The XSS vulnerability in WordPress existed in the way comments are filtered and then stored in the database. With a maliciously crafted comment, a WordPress post was vulnerable to cross-site scripting.
Cross-site scripting can allow attackers to inject malicious scripts into webpages and bypass access controls. This flow in WordPress was discovered by Simon Scannell of RIPS Technologies.
In a blog post, he explained the way attacks could take place, “An attacker can take over any WordPress site that has comments enabled by tricking an administrator of a target blog to visit a website set up by the attacker.”
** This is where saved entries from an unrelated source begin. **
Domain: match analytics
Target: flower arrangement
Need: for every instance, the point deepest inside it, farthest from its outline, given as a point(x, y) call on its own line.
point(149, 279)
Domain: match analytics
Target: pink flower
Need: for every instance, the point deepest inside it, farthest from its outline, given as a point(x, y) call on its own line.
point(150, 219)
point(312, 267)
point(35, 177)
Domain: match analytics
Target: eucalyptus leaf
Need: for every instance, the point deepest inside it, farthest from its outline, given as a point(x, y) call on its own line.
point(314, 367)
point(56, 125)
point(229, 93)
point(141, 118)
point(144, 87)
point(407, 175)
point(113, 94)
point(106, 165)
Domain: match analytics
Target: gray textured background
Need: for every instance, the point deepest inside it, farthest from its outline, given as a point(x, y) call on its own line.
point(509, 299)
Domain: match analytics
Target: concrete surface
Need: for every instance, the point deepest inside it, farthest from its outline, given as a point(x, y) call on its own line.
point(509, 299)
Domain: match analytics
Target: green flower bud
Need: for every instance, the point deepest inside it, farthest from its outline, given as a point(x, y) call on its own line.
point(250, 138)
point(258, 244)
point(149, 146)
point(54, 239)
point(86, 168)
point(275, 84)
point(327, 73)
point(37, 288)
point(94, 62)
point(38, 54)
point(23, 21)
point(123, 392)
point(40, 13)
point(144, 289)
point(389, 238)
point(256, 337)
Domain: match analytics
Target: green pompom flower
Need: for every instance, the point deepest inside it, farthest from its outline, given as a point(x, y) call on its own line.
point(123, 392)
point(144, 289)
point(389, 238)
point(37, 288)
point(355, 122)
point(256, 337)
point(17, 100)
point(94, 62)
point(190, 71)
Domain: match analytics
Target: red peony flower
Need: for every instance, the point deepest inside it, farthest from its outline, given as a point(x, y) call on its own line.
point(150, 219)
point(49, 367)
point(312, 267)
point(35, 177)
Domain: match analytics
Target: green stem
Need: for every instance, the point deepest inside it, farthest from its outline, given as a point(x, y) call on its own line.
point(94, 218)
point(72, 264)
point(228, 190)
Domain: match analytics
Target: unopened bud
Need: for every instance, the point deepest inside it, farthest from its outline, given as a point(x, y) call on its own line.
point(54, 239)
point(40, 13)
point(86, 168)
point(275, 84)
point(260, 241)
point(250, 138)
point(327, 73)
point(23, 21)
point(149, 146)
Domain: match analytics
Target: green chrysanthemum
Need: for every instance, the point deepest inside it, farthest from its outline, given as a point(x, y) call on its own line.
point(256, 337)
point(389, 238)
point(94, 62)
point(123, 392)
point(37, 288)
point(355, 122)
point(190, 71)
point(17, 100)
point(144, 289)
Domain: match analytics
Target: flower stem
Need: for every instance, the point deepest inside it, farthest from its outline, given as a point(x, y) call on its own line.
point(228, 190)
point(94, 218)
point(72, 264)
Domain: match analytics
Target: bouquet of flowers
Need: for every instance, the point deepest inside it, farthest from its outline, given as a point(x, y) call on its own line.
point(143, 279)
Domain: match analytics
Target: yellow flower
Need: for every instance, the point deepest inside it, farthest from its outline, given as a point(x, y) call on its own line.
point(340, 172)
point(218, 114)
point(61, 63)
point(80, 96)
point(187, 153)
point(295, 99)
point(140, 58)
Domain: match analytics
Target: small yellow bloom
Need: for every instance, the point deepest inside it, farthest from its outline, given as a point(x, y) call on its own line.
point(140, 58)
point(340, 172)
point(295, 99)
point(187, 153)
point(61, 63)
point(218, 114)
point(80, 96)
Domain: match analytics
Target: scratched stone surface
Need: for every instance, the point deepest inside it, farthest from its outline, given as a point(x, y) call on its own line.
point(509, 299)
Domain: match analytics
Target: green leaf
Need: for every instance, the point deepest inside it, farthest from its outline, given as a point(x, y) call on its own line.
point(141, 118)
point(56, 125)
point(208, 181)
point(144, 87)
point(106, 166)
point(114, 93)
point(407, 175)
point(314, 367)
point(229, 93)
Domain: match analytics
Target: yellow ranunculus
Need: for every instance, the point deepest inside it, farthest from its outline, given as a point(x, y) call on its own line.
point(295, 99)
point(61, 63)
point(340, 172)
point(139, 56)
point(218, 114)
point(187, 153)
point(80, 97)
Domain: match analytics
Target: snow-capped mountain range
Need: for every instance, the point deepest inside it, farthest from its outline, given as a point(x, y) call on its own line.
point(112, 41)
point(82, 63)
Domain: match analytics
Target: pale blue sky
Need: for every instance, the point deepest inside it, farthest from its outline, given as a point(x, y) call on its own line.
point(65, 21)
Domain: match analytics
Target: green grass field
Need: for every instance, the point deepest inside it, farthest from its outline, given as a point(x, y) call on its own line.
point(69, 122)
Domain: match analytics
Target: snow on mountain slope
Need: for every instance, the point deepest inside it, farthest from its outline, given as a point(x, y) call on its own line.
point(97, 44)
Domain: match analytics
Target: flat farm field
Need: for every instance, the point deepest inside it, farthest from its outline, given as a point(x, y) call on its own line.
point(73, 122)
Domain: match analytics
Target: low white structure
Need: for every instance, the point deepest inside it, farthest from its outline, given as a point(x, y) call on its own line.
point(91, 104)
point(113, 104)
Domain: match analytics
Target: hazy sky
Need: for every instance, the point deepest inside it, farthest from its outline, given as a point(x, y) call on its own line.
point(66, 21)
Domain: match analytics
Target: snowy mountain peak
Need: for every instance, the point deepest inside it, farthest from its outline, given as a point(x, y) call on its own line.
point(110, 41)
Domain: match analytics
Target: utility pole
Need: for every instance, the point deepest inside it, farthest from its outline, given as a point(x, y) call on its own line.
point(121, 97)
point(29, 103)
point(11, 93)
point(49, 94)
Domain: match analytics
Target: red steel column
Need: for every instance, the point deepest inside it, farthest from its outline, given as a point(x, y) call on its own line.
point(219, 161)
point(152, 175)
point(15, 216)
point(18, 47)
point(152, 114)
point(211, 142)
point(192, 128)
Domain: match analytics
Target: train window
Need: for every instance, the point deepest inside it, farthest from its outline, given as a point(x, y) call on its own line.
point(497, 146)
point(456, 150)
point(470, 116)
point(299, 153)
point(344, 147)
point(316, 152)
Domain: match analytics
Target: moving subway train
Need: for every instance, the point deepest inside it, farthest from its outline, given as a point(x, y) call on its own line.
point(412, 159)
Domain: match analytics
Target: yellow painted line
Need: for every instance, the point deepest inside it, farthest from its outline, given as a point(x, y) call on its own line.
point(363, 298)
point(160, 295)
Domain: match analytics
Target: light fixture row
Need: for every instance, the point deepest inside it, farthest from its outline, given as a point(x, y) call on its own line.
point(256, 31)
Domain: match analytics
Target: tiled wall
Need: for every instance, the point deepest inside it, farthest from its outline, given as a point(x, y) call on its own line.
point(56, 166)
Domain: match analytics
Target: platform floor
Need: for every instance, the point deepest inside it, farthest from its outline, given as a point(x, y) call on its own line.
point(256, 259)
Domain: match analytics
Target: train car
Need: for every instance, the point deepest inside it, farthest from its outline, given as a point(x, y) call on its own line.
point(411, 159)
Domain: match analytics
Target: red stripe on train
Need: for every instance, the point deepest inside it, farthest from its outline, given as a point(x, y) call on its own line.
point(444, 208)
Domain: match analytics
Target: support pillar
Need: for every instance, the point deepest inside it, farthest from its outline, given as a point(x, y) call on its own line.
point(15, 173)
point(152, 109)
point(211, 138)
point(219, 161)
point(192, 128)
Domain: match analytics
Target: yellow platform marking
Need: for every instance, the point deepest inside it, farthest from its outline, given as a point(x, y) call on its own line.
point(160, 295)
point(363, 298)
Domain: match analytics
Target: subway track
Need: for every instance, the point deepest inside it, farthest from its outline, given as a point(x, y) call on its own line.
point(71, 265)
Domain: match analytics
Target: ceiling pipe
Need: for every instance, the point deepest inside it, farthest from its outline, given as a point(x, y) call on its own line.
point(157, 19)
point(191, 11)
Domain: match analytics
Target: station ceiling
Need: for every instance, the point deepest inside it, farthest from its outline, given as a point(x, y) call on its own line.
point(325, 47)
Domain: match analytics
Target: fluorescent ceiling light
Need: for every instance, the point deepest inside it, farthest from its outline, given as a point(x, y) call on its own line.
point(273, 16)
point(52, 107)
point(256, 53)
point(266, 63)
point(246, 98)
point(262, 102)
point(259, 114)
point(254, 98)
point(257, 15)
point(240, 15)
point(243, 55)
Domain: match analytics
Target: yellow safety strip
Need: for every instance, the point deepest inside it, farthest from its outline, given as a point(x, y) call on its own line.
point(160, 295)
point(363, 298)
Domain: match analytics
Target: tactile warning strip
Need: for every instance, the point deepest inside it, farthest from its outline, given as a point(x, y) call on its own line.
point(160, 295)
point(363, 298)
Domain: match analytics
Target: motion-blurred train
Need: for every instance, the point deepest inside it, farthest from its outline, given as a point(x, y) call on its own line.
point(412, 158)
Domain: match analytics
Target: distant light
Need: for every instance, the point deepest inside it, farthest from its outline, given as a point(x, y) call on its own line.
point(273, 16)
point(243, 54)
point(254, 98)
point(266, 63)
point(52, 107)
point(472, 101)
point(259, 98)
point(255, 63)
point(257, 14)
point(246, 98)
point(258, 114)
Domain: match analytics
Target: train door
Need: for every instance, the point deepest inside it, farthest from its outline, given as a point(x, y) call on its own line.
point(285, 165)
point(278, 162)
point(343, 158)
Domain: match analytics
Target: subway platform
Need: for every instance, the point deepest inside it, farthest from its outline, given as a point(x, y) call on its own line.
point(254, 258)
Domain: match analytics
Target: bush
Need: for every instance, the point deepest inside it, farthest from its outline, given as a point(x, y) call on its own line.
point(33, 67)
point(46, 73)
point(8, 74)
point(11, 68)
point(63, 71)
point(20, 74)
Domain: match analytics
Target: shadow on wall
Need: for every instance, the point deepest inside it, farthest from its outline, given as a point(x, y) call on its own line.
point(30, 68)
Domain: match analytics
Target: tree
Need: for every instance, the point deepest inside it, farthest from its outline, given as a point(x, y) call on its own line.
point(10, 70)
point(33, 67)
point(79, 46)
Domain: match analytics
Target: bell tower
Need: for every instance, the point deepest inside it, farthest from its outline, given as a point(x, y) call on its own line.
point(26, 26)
“As soon as the victim administrator visits the malicious website, a cross-site request forgery (CSRF) exploit is run against the target WordPress blog in the background, without the victim noticing. The CSRF exploit abuses multiple logic flaws and sanitization errors that when combined lead to Remote Code Execution and a full site takeover.”
WordPress versions 5.1 and earlier are affected by this vulnerability. It has been fixed in v5.1.1. Updated versions of WordPress 5.0 and earlier are also available for any users who have not yet updated to 5.1.
Other than this, WordPress also mentioned a number of more highlights with the latest release. Hosts will now be able to provide a button to their users using which they can update PHP. They can also filter the recommended PHP version used by the ‘Update PHP’ notice.